I would try finding an elderly person who loves cats and used to have cats themselves, but didn't get another cat after their last cat died because they were worried about what would happen to the cat if the cat outlived them. I bet they would love some temporary kitty company and the catsitting money could be a huge help to someone on a fixed retirement income.

The best way to find that person is to ask everyone you know if they know anyone like that who might be interested in being paid to foster your cat for a few months. It's very likely that someone in your network knows a suitable person.
posted by Jacqueline at 8:18 AM on January 23


I can't think of any friends who could take him and I feel bad asking.

Ask! Either one of them secretly covets your cat, would love a cat that someone else was providing financially for (free cat! But in a good way!), or they may know people they trust who would be suitable.

Sometimes -- often, I'm finding, as my circle of acquaintances matures -- older people won't adopt an animal even though they _love_ animals just because they worry about dying and leaving the animal behind.

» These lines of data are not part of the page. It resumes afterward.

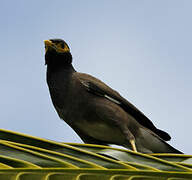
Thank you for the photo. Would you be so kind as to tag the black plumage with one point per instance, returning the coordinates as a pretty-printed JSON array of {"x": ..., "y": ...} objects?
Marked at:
[{"x": 97, "y": 113}]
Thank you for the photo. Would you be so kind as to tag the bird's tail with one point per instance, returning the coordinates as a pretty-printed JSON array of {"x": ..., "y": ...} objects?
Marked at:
[{"x": 151, "y": 143}]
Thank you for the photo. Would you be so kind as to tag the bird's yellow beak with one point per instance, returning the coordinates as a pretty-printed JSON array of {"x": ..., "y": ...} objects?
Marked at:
[
  {"x": 58, "y": 47},
  {"x": 48, "y": 43}
]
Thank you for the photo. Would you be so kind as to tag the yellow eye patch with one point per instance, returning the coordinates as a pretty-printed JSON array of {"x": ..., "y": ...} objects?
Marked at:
[{"x": 59, "y": 47}]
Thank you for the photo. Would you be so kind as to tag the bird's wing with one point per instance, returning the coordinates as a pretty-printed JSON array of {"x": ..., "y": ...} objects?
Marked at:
[{"x": 97, "y": 87}]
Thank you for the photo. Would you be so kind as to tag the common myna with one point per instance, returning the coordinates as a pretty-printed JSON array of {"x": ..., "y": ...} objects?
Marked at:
[{"x": 97, "y": 113}]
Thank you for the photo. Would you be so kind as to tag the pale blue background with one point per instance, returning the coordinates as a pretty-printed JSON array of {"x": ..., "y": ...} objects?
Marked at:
[{"x": 141, "y": 48}]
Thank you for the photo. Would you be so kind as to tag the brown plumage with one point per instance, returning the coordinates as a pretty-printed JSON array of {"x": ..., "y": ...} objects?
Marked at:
[{"x": 97, "y": 113}]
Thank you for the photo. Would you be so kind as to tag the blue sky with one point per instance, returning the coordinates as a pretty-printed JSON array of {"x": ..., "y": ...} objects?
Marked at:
[{"x": 142, "y": 49}]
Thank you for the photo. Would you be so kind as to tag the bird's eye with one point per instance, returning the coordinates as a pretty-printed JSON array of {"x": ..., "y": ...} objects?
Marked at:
[{"x": 62, "y": 45}]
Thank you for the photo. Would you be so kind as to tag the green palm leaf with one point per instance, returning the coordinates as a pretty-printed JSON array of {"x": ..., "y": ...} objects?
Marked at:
[{"x": 25, "y": 157}]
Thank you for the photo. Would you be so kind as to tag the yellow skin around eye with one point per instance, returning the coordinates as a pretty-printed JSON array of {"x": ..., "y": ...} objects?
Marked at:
[{"x": 57, "y": 47}]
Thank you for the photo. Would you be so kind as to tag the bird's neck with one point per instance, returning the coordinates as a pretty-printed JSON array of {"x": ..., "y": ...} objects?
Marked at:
[{"x": 58, "y": 80}]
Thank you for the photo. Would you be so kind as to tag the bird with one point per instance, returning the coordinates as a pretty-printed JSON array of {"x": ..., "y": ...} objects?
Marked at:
[{"x": 96, "y": 112}]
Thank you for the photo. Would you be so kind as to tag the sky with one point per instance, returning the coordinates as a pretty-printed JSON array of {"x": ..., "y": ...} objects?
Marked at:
[{"x": 142, "y": 49}]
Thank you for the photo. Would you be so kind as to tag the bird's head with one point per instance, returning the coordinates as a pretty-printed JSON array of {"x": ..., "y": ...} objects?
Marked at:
[{"x": 57, "y": 52}]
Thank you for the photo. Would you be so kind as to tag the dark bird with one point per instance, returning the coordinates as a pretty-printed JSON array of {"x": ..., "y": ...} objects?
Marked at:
[{"x": 97, "y": 113}]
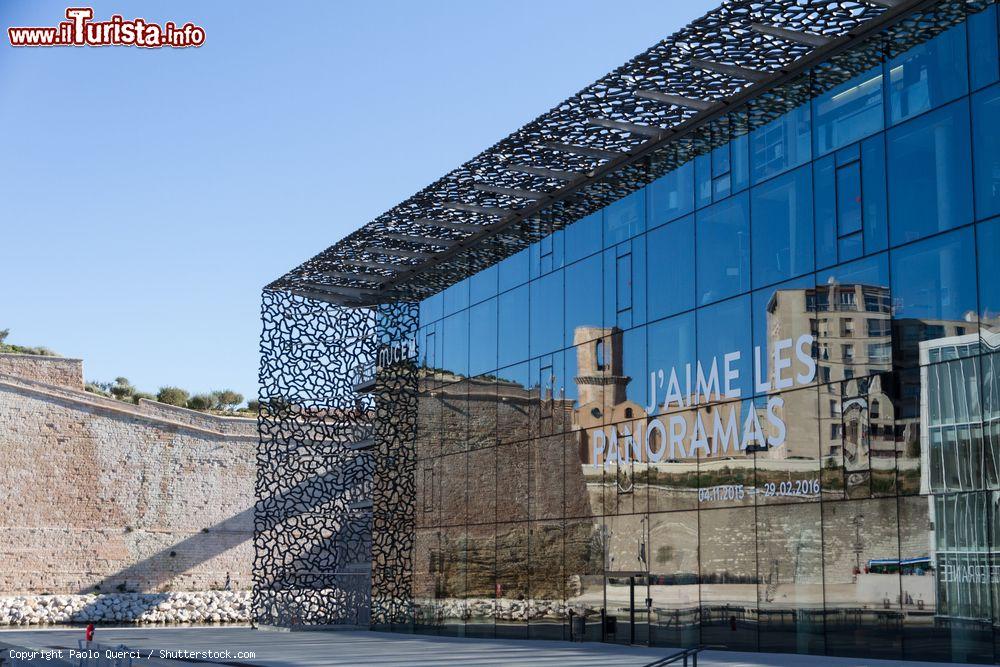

You have a wonderful solution for that!

Building on that: maybe ask at an organization nearby that caters to older people.

If you really want him to be able to hang out outside, I might start with your nearest neighbors.


Prepare an approach and some questions so that you can make sure your fosterer has the same empathy and love for animals that you do.

(I'd shy away from putting him in an indoor/outdoor situation if he has to go more than a quarter mile away, though.)
posted by amtho at 9:58 AM on January 23


If you're on facebook or other social media, I'd post about this and make it shareable by friends.

Depending on the type of workplace you have, I'd reach out informally to colleagues too.

You could also reach out to Cats Protection or another cat rescue charity with branches local to you - NOT to rehome him permanently but to ask if any of their foster or volunteer network might be able to help.
posted by unicorn chaser at 10:25 AM on January 23


Ask your vet, ask your friends, ask local cat sitters. There's a very tiny cattery in my immediate area that takes one to three cats from the same family at a time only, and hosts the cats in what (from the photos I've seen - I've not been there myself) looks to be a furnished-for-humans garden extension, with plenty of cat toys but also a sofa, etc, and the cats get plenty of love and play from humans. I would never have known they existed, if I hadn't been pointed at them by my usual cat sitter. There may be something like that in your area, too.

(My situation was somewhat different, in that I was looking for a replacement cat sitter for the Christmas period after my usual had a family issue and had to cancel on me, so I ended up having the people who run that cattery come to my house twice a day for standard cat sitting instead. Still, the point remains, I could not have found them myself.)